# Tecumseh 9 HP 4 cycle Electrics Problem



## Valleyboy (Oct 7, 2009)

I have a Tecumseh 9 HP 4 cycle engine 143.039005 on a Sears Snowblower C950-52109-1.
While in operation the engine just died. While checking it out I noticed that the lead coming from the Alternator coil (18 watt) and out from the blower housing was swinging in the breeze under the fuel tank. There is nothing obvious that it was connected to so something must have fallen off? There is a screw/bolt hole on the blower cover with no screw/bolt. Was something attached there?
Can anyone help me with either a manual (the Tecumseh site doesn't recognise model 143.039005, nor does the Sears site) or advise what the yellow lead should be connected to?


----------



## bgbass (Jan 11, 2008)

that# is for the snowblower not the engine look on the motor to get the correct# and repost


----------



## golftech (Jan 3, 2009)

If that's a 9 hp,it must be an old one.

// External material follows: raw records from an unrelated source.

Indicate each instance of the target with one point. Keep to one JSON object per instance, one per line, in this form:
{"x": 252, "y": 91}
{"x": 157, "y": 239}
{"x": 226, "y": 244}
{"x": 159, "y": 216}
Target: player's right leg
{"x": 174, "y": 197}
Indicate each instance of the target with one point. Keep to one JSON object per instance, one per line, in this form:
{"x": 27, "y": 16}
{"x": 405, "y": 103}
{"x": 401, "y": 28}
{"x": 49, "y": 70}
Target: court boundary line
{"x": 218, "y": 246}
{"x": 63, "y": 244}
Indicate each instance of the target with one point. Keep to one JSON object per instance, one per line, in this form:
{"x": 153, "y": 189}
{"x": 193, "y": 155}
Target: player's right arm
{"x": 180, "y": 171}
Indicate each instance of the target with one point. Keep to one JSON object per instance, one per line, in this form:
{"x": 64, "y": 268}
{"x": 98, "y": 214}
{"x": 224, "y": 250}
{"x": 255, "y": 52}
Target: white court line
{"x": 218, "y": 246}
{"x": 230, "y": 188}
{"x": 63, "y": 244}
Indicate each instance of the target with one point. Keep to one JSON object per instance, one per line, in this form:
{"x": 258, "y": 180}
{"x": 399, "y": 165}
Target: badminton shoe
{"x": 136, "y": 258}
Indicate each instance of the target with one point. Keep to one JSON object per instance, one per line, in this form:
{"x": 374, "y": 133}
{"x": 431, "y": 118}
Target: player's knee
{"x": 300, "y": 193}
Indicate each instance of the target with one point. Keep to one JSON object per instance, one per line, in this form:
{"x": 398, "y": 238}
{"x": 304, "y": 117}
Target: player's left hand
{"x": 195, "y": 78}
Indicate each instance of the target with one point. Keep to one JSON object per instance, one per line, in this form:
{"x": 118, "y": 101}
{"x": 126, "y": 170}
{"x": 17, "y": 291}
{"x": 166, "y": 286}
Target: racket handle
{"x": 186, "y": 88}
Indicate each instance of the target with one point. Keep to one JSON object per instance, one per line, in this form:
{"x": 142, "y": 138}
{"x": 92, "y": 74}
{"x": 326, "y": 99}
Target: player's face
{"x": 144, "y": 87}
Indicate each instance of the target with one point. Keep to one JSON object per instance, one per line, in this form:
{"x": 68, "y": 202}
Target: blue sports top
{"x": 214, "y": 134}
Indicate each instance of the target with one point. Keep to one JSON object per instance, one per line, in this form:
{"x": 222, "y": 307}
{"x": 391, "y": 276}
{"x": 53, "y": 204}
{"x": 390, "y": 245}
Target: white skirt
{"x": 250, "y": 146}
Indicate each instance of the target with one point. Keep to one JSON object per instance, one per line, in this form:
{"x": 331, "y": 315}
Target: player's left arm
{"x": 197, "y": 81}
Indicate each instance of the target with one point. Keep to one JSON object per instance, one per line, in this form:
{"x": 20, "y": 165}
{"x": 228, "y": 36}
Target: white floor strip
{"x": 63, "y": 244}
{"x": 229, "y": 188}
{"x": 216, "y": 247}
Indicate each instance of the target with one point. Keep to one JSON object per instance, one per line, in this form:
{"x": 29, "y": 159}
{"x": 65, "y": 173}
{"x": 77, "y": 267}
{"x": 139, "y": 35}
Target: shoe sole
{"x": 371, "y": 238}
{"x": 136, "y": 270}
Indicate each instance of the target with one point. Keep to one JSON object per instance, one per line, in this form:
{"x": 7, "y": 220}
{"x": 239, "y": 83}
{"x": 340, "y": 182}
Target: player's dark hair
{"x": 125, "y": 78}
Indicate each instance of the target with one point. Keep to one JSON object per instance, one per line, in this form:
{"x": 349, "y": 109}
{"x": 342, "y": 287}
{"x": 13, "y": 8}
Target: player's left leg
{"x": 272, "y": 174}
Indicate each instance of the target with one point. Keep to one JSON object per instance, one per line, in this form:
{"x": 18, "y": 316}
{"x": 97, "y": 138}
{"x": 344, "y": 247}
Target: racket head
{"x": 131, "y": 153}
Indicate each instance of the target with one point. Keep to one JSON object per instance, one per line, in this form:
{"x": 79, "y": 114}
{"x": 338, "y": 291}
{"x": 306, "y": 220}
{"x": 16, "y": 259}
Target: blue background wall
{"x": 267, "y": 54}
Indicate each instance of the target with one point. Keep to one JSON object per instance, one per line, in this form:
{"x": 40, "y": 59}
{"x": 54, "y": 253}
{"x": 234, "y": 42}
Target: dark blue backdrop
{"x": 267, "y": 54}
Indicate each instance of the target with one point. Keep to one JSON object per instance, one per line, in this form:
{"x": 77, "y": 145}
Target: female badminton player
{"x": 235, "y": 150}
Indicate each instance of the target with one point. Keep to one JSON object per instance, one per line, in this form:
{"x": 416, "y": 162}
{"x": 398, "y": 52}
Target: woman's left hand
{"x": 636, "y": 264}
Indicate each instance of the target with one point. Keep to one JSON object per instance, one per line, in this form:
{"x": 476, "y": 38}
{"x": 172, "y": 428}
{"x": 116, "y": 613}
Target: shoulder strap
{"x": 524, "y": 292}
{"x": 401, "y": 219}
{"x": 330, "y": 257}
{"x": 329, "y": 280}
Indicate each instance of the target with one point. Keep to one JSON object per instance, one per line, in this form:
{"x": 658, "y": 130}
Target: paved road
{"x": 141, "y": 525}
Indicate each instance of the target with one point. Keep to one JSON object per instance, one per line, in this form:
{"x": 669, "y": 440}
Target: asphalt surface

Be forewarned many parts are no longer available for that engine. I found a parts diagram for that one at outdoor distributors. Here's the link: http://www.outdoordistributors.com/pdf/Tecumseh/CRAFTSMAN-MODEL-143.039005-PARTS-LIST.pdf

I'm not familar with Tec. engines that much,but if the engine in the link is the correct one,maybe one the guys here can tell you what the yellow lead/terminal attaches to. It could be a charge wire,or possibly a ground for shutting it down.
Did you check for spark after it died on you?


----------



## hd4ou (Aug 25, 2009)

bgbass said:


> that# is for the snowblower not the engine look on the motor to get the correct# and repost


that is the correct engine number. its a hmsk90 156543E 

the 143 is the Sears number that has to be crossed over to the Tecumseh #

http://www.outdoordistributors.com/pdf/Tecumseh/TECUMSEH-MODEL-HMSK90-156543E-PARTS-LIST.pdf

also here is your manual

http://www.cpdonline.com/692509.pdf go to page 44


----------